Elise Fug


When I was on vacation recently, I saw a girl out on the town wearing a strapless denim jumpsuit that came right up under her boobs, buttoned all the way down to her crotch, and ended somewhere north of her ankles. I thought to myself, “If only she were famous — then I would take a picture of this and put it on GFY.” ]

Well, actually, in all honesty, the first thing I thought was, “SWEET JESUS, NO, WHAT WAS SHE THINKING, THAT IS SO UNFLATTERING! GOD, I NEED A DIET COKE.” And after wrestling momentarily with the loophole that that she could have been locally famous, and thereby eligible, I gave up and kept walking on my thirsty way, not wanting to devote any more of my day to that accursed denim beast.

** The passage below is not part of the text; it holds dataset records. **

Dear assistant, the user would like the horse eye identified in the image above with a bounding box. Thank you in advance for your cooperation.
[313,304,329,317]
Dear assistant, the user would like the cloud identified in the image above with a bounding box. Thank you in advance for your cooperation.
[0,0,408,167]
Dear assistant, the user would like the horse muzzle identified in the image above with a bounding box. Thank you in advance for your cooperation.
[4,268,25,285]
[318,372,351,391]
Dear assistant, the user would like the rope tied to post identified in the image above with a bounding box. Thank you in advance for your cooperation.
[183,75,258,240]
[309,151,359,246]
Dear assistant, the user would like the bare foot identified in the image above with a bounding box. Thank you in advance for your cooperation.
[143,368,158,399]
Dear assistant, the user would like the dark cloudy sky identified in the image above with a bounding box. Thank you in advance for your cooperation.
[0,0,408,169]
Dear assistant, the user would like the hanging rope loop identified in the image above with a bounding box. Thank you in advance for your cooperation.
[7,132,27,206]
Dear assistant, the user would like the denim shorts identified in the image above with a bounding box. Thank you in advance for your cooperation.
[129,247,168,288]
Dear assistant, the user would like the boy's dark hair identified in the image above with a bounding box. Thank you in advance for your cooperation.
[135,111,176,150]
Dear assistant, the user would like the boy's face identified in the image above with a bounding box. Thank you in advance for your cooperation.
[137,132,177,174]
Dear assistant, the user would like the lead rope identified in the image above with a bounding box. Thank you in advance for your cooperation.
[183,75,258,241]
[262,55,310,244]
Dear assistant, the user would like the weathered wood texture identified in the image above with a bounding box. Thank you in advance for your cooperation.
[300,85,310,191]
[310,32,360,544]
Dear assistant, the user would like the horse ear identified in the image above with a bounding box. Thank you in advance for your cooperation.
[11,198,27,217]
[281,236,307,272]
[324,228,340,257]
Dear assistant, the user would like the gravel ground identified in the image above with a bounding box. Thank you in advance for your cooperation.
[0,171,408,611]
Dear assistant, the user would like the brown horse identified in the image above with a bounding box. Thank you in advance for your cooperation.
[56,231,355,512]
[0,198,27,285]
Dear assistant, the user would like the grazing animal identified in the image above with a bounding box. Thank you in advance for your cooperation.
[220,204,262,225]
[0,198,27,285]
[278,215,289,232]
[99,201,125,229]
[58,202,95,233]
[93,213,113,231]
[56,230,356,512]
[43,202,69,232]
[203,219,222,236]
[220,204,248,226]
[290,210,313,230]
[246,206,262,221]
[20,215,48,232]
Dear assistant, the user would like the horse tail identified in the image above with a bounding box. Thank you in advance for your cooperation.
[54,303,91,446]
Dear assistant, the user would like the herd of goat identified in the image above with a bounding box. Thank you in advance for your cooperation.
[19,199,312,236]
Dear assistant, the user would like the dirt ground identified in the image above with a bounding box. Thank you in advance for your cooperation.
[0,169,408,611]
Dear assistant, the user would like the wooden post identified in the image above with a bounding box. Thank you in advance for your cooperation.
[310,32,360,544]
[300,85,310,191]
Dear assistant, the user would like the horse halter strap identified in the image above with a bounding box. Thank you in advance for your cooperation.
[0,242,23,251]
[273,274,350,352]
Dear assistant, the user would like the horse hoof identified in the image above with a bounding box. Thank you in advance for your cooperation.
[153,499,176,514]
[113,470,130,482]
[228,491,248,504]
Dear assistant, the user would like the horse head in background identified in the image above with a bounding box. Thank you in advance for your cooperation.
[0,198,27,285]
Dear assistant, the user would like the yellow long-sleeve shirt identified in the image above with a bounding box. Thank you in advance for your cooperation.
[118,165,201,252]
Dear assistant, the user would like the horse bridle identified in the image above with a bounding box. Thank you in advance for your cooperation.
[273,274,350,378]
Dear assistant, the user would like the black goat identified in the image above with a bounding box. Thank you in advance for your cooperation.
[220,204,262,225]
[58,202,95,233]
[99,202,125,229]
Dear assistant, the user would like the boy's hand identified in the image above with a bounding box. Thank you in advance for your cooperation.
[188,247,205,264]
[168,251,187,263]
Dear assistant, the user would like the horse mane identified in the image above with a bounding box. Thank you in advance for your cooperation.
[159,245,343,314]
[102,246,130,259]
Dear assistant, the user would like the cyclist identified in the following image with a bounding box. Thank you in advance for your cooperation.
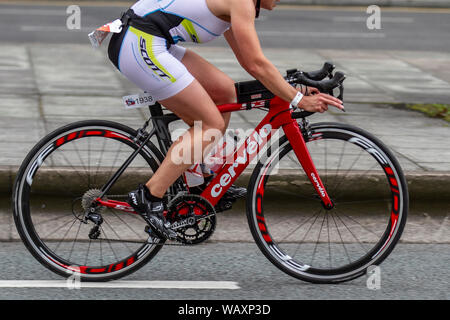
[108,0,343,239]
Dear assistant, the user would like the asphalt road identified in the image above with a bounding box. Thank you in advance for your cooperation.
[0,2,450,52]
[0,242,450,301]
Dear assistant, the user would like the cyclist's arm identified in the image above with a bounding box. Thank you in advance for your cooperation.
[225,0,341,112]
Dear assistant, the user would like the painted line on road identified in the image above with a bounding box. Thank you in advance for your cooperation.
[333,16,414,23]
[0,280,240,290]
[0,0,450,14]
[20,26,386,39]
[258,31,386,39]
[20,26,93,32]
[0,8,67,16]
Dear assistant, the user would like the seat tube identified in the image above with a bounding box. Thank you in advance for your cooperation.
[283,119,334,209]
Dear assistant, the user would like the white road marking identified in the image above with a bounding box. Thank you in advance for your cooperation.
[0,280,240,290]
[333,15,414,23]
[20,26,93,32]
[0,8,68,16]
[20,26,386,39]
[258,31,386,39]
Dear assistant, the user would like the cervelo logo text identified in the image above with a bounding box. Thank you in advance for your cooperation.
[139,37,170,79]
[211,124,272,198]
[311,173,325,197]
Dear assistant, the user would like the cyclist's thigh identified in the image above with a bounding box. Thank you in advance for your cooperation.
[119,27,224,130]
[160,80,225,131]
[118,27,194,101]
[181,49,236,105]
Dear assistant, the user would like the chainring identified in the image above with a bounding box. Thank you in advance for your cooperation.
[166,193,216,245]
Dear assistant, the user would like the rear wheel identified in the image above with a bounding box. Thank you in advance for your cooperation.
[12,120,164,281]
[247,123,408,283]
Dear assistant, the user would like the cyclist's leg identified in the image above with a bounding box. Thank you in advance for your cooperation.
[146,80,226,197]
[169,45,236,127]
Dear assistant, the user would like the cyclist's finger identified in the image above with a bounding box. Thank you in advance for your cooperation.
[322,97,344,110]
[308,87,320,94]
[321,93,342,105]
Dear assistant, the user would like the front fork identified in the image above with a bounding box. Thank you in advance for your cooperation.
[282,119,334,210]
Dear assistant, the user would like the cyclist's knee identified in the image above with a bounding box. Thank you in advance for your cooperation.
[211,79,236,105]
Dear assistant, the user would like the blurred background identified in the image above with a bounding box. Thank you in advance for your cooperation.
[0,0,450,299]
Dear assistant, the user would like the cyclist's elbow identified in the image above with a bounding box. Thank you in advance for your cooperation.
[243,58,268,79]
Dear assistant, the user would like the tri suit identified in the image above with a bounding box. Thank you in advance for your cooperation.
[108,0,230,100]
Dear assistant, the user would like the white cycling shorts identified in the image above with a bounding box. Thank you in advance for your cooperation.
[118,26,194,101]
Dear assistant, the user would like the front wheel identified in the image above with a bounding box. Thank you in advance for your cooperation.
[247,123,408,283]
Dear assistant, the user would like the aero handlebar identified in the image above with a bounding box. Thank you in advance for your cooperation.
[285,62,346,118]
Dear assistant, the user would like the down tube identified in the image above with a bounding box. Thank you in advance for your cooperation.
[201,114,278,206]
[283,119,334,209]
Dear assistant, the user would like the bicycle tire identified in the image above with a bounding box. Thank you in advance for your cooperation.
[247,123,409,283]
[12,120,164,281]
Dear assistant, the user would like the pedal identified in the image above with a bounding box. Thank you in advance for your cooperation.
[214,200,233,212]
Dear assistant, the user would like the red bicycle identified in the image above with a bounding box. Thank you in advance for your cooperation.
[12,63,408,283]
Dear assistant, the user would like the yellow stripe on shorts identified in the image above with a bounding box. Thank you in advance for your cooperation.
[129,27,177,83]
[181,19,201,43]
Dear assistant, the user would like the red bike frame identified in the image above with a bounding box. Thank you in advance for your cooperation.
[97,97,333,212]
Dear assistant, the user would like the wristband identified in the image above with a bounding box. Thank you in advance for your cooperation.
[291,92,303,108]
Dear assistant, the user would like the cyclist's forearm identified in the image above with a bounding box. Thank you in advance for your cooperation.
[247,60,297,102]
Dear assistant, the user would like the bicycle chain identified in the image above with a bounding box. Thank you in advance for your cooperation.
[98,193,217,246]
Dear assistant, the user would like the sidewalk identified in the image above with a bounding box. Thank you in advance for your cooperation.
[0,45,450,200]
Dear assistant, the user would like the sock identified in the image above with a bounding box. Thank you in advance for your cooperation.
[143,184,162,202]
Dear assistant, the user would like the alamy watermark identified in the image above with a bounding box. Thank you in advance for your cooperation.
[366,266,381,290]
[66,5,81,30]
[366,5,381,30]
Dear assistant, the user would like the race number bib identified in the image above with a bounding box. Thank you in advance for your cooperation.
[122,92,156,109]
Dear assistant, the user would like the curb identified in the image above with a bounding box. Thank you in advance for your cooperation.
[0,166,450,201]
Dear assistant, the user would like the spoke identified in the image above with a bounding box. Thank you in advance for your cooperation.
[280,209,321,242]
[84,239,92,266]
[67,222,81,261]
[326,214,333,269]
[94,138,108,183]
[292,209,322,257]
[53,219,78,252]
[332,210,380,241]
[331,149,365,195]
[310,212,327,266]
[108,208,146,238]
[335,212,368,253]
[331,213,352,263]
[100,226,119,261]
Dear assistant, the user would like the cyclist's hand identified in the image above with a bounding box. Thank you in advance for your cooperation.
[298,93,345,113]
[297,86,320,96]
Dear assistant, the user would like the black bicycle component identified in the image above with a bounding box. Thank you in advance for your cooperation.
[166,194,216,245]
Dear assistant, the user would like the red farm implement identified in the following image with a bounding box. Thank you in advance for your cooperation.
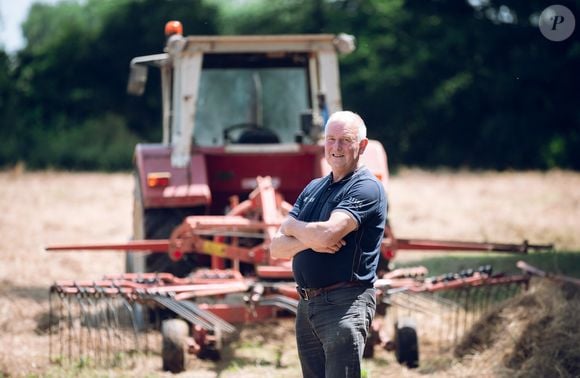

Plus, I knew it would only be a matter of time before I saw it again and I needed to preserve my strength.


[Photo: Splash News]

This one’s slightly different, but the insidious spirit is the same. Although I admit, I expected to see it on Fergie, an established fan of high-waisted misbehavior, and not the adorable Elise Neal. I am not sure what evil miscreant decided to tell girls that squeezing your ass and thighs and all your other lovely curves into what amounts to denim sausage-casing would be a wonderful, wise thing. I kind of want to throw a shaving-cream pie in that person’s face. When I look at this photo, I think, “Aw, she seems happy. That won’t last once she walks past a mirror. Or tries to sit down and loses all circulation through her midriff. And then realizes there’s no room in that thing for her to sit down and have a snack. And then passes out.” See? Only sad endings come with pants like these.